Giełdy w USA zakończyły sesję spadkami, ale straty z otwarcia były ograniczane przez niemal cały dzień. W Azji przeważały zwyżki i od wzrostów mogą zacząć się także notowania w Europie.
Początkowo Amerykanie byli zaniepokojeni wieściami z Europy, skąd nie napływały żadne konkretne informacje, za to rentowność dwuletnich portugalskich obligacji sięgnęła 17 proc., wywołując obawy, że być może także Lizbona będzie wkrótce potrzebowała drugiej rundy pomocy finansowej (premier Portugalii gorliwie temu zaprzeczył). Jednak w miarę upływu dnia nastroje poprawiały się dowodząc raz jeszcze siły obozu kupujących. Być może część inwestorów miała nadzieję, że dobre informacje z Europy ostatecznie się pojawią.
Trudno przesądzić, czy są one rzeczywiście dobre, ale szczyt UE zakończył się porozumieniem 25 krajów członkowskich, które zgodziły się przestrzegać nowych reguł wydatkowych (poza „klubem” znalazły się Wielka Brytania i Czechy).
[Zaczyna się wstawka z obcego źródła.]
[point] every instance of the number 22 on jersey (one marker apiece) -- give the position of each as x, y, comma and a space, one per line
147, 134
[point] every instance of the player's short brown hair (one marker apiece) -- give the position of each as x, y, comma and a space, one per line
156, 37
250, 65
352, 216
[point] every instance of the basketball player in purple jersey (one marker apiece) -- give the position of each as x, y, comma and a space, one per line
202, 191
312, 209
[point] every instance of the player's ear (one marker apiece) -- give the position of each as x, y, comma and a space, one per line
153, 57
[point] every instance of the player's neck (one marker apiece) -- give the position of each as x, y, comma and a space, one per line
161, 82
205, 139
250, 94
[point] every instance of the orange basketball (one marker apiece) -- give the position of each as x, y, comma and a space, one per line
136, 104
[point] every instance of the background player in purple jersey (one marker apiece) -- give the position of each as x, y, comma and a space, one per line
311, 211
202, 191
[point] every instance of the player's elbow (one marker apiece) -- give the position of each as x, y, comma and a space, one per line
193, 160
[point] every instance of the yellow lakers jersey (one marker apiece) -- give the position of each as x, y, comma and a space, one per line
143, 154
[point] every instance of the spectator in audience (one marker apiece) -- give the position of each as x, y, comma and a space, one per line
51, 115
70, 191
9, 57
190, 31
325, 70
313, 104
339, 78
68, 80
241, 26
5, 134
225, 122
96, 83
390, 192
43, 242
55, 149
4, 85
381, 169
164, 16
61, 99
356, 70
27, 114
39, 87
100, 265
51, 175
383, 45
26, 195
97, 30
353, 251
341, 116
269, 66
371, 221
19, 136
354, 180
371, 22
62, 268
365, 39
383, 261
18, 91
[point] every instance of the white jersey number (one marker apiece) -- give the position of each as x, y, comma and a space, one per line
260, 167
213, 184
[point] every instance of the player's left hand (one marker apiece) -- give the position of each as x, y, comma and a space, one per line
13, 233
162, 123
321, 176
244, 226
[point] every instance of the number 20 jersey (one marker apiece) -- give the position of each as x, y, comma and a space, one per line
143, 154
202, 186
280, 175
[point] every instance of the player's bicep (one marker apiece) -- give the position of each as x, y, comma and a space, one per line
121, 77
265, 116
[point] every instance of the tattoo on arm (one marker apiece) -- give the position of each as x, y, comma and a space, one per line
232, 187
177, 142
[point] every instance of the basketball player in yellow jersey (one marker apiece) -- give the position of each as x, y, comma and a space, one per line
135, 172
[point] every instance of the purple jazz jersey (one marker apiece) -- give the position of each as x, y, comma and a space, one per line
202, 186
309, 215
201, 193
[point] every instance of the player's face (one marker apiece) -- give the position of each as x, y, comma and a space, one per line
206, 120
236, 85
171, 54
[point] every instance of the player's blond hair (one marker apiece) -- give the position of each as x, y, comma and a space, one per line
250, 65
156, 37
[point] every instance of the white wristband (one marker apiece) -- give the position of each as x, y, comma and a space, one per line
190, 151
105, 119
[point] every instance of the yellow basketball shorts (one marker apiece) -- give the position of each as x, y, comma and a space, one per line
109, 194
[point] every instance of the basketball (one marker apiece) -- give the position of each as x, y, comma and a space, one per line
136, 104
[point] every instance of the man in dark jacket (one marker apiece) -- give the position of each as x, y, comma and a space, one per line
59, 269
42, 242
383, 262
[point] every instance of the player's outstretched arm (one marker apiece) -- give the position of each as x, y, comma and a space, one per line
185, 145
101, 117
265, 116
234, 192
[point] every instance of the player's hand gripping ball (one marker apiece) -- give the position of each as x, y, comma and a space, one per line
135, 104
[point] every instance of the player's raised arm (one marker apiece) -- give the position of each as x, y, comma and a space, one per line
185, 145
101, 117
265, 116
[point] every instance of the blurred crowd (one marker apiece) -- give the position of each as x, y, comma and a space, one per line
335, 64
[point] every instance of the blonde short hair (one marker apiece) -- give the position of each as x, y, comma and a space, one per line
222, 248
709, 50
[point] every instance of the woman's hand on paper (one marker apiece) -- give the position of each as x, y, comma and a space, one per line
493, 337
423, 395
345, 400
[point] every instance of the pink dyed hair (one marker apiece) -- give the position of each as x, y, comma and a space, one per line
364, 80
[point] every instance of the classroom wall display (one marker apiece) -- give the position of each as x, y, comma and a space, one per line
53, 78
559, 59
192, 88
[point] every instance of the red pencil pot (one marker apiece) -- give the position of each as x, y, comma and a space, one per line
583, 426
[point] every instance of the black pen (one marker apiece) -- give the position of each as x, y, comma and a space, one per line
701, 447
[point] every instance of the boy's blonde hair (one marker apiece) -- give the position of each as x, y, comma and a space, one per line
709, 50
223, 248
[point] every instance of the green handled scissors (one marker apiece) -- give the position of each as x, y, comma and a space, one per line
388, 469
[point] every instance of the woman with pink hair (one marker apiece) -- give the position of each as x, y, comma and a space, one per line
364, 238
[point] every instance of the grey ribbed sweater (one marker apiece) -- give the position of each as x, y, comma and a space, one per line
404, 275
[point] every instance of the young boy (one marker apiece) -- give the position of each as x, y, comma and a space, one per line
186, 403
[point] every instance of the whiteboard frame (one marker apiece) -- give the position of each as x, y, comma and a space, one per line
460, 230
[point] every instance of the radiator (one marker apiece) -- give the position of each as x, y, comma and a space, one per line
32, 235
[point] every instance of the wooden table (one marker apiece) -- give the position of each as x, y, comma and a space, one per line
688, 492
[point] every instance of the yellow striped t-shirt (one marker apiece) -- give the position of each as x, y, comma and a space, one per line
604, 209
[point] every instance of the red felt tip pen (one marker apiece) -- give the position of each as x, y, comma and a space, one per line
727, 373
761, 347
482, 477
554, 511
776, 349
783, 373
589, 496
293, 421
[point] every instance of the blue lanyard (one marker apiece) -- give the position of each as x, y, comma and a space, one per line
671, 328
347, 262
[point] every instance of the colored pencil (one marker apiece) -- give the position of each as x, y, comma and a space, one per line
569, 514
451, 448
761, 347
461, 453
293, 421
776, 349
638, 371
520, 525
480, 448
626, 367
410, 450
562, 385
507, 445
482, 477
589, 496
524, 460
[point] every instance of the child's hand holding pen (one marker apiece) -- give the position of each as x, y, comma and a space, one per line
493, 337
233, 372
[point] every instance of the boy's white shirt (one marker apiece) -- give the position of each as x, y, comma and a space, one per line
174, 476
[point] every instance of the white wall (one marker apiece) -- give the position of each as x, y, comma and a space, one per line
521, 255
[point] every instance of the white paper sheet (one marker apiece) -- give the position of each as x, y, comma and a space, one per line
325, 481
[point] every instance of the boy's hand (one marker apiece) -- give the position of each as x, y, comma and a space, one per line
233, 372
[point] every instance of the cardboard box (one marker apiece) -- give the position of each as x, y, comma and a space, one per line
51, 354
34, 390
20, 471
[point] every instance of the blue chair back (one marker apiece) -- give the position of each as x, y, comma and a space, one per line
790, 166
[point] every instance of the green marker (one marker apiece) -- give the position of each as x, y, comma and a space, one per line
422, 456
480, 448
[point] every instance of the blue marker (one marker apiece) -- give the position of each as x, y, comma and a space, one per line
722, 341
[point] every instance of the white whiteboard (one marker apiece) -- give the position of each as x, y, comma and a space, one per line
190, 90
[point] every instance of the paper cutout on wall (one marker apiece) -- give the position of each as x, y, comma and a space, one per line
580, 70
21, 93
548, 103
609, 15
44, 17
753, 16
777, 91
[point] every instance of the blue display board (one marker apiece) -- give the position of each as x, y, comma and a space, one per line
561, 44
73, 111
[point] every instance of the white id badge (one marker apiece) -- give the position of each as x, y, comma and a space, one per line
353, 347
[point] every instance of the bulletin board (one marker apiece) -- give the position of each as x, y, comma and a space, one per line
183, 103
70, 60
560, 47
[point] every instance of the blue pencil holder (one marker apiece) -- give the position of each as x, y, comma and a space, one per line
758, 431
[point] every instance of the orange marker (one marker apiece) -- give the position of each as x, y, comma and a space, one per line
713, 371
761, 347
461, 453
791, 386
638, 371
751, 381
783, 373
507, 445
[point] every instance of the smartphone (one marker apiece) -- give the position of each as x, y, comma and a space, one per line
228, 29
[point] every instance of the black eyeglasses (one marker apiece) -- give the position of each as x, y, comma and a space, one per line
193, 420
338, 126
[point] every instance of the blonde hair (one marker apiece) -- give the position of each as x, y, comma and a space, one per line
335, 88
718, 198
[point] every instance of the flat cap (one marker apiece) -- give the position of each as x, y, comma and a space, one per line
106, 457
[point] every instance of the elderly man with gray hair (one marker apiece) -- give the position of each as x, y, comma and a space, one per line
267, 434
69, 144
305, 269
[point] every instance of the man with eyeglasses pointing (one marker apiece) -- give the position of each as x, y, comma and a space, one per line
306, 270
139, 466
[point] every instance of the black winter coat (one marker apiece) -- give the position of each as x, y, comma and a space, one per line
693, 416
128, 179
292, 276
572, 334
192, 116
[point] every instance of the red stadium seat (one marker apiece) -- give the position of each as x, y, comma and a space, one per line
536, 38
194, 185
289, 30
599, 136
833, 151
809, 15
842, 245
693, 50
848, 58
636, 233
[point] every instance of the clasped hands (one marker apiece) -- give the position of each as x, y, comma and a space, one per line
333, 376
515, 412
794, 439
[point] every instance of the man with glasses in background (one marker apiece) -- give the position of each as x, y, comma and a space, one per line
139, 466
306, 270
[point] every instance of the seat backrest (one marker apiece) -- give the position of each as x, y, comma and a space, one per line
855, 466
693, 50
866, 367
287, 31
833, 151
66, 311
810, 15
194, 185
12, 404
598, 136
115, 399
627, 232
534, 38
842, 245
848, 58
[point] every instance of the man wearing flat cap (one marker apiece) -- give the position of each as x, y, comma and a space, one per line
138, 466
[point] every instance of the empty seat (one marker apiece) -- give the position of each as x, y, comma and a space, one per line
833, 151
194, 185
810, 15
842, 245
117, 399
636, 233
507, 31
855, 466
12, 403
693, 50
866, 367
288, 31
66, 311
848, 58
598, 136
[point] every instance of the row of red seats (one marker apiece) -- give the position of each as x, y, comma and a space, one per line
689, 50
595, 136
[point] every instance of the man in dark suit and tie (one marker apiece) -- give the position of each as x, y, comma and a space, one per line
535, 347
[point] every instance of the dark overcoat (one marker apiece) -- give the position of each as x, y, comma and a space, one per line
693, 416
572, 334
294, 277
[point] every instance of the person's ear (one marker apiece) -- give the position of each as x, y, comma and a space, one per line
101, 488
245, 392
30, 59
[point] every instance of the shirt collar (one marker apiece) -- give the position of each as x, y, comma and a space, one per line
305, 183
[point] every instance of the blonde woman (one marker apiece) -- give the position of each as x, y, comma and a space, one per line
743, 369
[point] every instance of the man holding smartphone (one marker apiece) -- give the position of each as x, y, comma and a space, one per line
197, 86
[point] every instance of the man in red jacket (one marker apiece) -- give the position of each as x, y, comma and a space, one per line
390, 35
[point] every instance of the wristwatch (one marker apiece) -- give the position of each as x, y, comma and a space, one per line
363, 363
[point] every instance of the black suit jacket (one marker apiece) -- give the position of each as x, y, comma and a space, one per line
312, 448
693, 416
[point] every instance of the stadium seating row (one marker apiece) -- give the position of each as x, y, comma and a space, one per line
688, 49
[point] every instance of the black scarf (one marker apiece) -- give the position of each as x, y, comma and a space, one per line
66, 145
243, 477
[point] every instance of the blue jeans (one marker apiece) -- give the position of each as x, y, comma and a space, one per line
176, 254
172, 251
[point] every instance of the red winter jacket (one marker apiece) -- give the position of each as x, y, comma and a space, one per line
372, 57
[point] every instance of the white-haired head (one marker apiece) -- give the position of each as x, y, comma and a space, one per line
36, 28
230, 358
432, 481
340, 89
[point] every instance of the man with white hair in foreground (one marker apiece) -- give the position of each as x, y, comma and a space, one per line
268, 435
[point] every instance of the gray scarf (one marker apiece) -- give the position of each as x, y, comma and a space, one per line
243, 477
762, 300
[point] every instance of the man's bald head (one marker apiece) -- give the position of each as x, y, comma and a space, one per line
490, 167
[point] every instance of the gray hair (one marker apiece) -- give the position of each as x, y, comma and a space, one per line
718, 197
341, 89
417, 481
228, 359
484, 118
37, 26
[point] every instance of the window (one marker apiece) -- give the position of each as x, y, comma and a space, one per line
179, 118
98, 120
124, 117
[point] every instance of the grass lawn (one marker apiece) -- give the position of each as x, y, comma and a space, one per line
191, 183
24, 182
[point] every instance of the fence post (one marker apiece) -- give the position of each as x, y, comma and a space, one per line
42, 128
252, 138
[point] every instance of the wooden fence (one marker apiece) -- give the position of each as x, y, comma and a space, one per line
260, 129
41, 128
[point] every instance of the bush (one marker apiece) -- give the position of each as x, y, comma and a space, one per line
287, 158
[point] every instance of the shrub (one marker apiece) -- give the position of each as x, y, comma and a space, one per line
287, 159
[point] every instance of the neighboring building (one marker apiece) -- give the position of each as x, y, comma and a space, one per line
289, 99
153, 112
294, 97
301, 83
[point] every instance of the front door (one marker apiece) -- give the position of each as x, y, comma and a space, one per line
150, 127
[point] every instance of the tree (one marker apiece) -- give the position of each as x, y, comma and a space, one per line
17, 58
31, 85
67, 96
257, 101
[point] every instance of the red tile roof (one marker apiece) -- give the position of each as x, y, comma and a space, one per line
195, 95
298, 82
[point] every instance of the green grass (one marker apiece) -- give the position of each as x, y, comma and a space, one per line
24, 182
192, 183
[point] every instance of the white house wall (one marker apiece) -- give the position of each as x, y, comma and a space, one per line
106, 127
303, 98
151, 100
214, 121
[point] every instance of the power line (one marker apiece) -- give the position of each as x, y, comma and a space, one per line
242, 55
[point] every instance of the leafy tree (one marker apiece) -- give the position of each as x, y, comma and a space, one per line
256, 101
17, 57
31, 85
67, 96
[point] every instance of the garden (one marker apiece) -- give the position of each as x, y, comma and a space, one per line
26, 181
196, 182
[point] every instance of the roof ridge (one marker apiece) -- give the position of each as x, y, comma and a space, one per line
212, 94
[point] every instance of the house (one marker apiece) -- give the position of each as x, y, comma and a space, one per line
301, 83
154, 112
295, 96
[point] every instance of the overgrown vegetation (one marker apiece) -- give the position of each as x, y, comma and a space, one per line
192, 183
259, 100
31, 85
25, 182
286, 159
Politycy usiłują zatrzeć wrażenie, że Europa dzieli się właśnie na dwie, a nawet trzy prędkości, ale są to bardziej problemy polityczne niż rynkowe. Dla rynków pewne znaczenie miało zapewnienie premiera Grecji, który uważa, że do końca tygodnia jego rząd osiągnie porozumienie z prywatnymi wierzycielami co do redukcji długu i wysokości przyszłych odsetek. Po części udało się w ten sposób zatrzeć złe wrażenie, jakie mogą robić notowania portugalskich obligacji.
W każdym razie inwestorzy w Azji wybrali optymistyczną interpretację faktów. Nikkei zyskał 0,1 proc. po informacjach o 4-proc. wzroście produkcji przemysłowej w grudniu wobec listopada (oczekiwano 3 proc.), ale przy utrzymującym się braku perspektyw ożywienia japońskiego eksportu do Europy. Z kolei Kospi zyskał 0,8 proc. mimo danych o spadku produkcji przez trzeci miesiąc z kolei (w grudniu o 0,9 proc.). Po początkowych zwyżkach indeksy w Szanghaju spadały nieznacznie na pół godziny przed końcem handlu.
Europa ma szansę rozpocząć dzień od zwyżek, ale nie będzie to reakcja na wyniki unijnego szczytu. Przyjęcie reguł wydatkowych nie zmienia niczego w obecnym kryzysie, pokazuje jedynie, że stabilizacja i jedność Europy są raczej sloganem niż faktem. Powodem do zwyżki może być po prostu zbyt głębokie osunięcie indeksów wczoraj, podczas gdy poza Starym Kontynentem reakcje inwestorów nie były tak płochliwe. Jednak niewykluczone, że po „załatwieniu” sprawy Grecji Portugalia stanie się nowym zmartwieniem rynków i zacznie się gorączkowe przeliczanie bilansów banków – czy i ten wstrząs są one w stanie wytrzymać. O dalsze zwyżki może być więc trudno w najbliższych dniach.